Cztery lata temu upodobaliśmy sobie ten duży, wiejski dom. Szachulcowy, kryty strzechą. W pobliżu Pogorzelicy. Staraliśmy się go kupić, ale stale coś stawało nam na drodze. Albo finanse, albo sprawy rodzinne, potem znów finanse.
Żyję już zbyt długo żeby jak muł, wbrew wszystkiemu, uparcie dążyć do celu. Uznaliśmy z Markiem, że widać nie jest nam pisane wiejskie zacisze. Musimy zapomnieć o sielance, tym bardziej, że dom chyba właśnie niedawno znalazł nowego właściciela, albo stary zmienił plany.

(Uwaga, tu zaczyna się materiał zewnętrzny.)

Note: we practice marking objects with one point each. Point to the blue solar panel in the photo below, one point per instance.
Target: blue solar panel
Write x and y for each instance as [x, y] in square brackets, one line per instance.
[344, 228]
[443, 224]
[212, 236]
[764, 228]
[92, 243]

Moje plany też pozostały. Salon miał być urządzony w kolorach szarości srebra i beżu, meblami" roche bobois". Widziałam już jak pracuję w dużej kuchni, uczę się obsługi pieca chlebowego. Wiedziałam, że biblioteka męża będzie w saloniku z fortepianem (właściciel chciał go nam zostawić).
Na poddaszu miało być pięć małych sypialni dla gości. A gdyby nasz dom był miły gościom chciałam postawić w ogrodzie domki typu cube. Mam doświadczenie w hotelarstwie, prowadziłam ośrodek wczasowy blisko siedem lat. Miał być owalny podjazd, dookoła stawu, dwie bramy wjazdowe i śniadania wydawane w oranżerii. I ..........,..........,..........i sama nie wiem co jeszcze. Jest inaczej.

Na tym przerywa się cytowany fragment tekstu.